Migration Guide from FluxMPI.jl

Let's compare the changes we need to make wrt the FluxMPI.jl integration guide.

  1. FluxMPI.Init is now DistributedUtils.initialize.

  2. FluxMPI.synchronize!(x) needs to be changed to x_new = DistributedUtils.synchronize!!(backend, x).

  3. DistributedUtils.DistributedDataContainer, DistributedUtils.local_rank, and DistributedUtils.DistributedOptimizer need backend as the first input.

And that's pretty much it!

Removed Functionality

  1. FluxMPI.allreduce_gradients no longer exists. Previously this was needed when CUDA communication was flaky, with NCCL.jl this is no longer the case.
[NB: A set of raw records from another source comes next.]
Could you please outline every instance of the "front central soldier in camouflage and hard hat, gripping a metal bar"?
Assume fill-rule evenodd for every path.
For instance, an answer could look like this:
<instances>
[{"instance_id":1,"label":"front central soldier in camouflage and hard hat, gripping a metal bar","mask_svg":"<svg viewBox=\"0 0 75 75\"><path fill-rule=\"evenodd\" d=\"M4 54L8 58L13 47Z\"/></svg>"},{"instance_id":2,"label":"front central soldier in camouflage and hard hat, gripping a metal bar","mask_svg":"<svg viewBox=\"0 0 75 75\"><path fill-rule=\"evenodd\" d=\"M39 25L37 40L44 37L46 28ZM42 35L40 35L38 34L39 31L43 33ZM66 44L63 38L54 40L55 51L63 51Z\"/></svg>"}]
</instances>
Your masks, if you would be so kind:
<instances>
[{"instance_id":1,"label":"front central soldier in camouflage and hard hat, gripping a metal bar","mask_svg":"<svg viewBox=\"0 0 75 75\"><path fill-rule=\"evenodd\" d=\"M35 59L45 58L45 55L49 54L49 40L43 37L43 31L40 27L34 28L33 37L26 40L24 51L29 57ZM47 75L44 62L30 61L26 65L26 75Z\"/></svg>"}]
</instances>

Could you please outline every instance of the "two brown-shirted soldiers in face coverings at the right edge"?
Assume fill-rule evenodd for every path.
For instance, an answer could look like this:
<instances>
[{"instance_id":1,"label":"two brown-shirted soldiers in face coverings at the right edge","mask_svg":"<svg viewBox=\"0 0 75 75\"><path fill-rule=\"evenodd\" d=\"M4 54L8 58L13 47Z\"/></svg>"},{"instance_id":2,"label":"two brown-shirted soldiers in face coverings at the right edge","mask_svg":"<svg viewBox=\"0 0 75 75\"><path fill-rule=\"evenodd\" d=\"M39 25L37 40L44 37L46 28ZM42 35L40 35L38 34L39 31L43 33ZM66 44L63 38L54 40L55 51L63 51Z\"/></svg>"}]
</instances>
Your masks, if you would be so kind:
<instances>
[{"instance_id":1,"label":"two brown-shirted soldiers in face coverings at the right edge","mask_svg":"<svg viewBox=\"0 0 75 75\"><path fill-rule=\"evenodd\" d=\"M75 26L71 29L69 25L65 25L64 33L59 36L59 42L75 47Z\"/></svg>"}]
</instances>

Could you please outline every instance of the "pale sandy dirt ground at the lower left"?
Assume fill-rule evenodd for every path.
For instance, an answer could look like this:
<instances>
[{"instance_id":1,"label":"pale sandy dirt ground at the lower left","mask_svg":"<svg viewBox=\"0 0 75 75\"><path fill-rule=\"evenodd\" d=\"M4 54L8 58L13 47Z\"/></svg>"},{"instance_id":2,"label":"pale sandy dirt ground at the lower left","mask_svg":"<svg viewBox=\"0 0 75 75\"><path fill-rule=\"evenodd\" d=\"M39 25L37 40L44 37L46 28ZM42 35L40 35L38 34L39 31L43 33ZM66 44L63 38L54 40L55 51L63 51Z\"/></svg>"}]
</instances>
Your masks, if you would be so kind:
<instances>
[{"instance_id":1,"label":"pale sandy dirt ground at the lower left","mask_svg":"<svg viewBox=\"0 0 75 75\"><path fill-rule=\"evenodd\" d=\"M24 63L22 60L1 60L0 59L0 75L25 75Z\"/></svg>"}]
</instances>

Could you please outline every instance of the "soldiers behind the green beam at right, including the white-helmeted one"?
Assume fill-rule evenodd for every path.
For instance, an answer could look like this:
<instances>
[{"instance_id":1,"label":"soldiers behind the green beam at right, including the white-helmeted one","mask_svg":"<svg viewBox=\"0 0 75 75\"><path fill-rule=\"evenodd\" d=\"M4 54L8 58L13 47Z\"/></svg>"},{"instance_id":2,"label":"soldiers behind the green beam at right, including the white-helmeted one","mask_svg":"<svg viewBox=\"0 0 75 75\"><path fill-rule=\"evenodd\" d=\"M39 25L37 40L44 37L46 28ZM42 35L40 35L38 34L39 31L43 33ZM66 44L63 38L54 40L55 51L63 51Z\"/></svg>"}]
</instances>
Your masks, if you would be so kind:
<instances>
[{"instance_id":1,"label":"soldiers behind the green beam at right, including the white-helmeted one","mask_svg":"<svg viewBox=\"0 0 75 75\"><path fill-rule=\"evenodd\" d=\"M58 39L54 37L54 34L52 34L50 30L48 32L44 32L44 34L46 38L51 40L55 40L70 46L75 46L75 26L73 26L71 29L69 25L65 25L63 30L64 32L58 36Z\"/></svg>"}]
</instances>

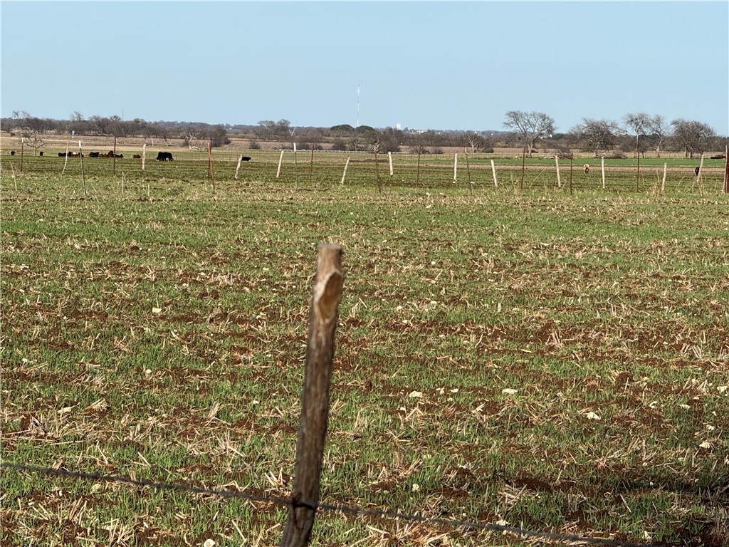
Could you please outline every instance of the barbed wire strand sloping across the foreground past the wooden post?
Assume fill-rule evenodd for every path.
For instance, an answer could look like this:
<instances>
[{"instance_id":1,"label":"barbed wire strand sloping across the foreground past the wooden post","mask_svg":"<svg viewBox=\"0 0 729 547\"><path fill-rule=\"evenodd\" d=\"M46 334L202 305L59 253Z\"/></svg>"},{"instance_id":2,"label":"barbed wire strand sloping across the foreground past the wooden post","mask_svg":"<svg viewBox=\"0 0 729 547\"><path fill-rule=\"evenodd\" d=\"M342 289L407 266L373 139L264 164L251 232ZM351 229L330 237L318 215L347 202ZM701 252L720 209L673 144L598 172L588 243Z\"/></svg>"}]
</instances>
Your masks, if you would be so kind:
<instances>
[{"instance_id":1,"label":"barbed wire strand sloping across the foreground past the wooden post","mask_svg":"<svg viewBox=\"0 0 729 547\"><path fill-rule=\"evenodd\" d=\"M158 490L173 490L176 492L187 492L190 494L203 494L208 496L217 496L224 498L239 498L260 503L272 503L273 505L288 506L295 503L300 507L309 508L313 511L340 511L343 513L351 513L362 516L376 516L385 519L403 520L422 522L424 524L440 524L442 526L450 526L453 528L465 528L469 530L479 531L488 530L490 532L507 532L515 535L529 536L533 538L544 538L548 540L569 541L572 543L588 543L592 545L607 547L658 547L652 543L631 543L622 540L610 540L605 538L585 538L579 535L558 534L555 532L539 532L524 528L516 528L502 526L501 524L482 524L478 522L457 521L453 519L429 518L418 514L398 513L397 511L382 511L377 509L364 509L359 507L351 507L349 505L341 505L338 503L307 503L302 501L293 501L292 498L262 496L256 494L248 494L234 490L222 490L216 488L203 488L200 486L192 486L190 484L171 484L155 482L146 478L131 478L115 475L101 475L99 473L84 473L82 471L69 471L63 468L40 468L35 465L23 465L10 462L0 462L0 468L14 469L18 471L27 471L30 473L41 473L44 475L63 476L68 478L80 478L87 481L111 482L117 484L129 484L131 486L149 486Z\"/></svg>"}]
</instances>

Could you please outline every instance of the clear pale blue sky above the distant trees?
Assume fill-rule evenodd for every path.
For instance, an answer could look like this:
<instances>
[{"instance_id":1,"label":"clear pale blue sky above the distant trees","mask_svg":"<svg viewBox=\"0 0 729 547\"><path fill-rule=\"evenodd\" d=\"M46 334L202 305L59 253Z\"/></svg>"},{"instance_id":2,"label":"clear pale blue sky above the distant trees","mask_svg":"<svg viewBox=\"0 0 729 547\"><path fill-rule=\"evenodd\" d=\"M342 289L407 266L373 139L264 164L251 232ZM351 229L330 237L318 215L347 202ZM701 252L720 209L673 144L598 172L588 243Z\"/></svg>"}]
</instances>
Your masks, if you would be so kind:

  2. FluxMPIFluxModel has been removed. DistributedUtils no longer works with Flux.

Key Differences

  1. FluxMPI.synchronize! is now DistributedUtils.synchronize!! to highlight the fact that some of the inputs are not updated in-place.

  2. All of the functions now require a communication backend as input.

  3. We don't automatically determine if the MPI Implementation is CUDA or ROCM aware. See GPU-aware MPI for more information.

  4. Older (now non-existent) Lux.gpu implementations used to "just work" with FluxMPI.jl. We expect gpu_device to continue working as expected, however, we recommend using gpu_device after calling DistributedUtils.initialize to avoid any mismatch between the device set via DistributedUtils and the device stores in CUDADevice or AMDGPUDevice.

Known Shortcomings

  1. Currently we don't run tests with CUDA or ROCM aware MPI, use those features at your own risk. We are working on adding tests for these features.

  2. AMDGPU support is mostly experimental and causes deadlocks in certain situations, this is being investigated. If you have a minimal reproducer for this, please open an issue.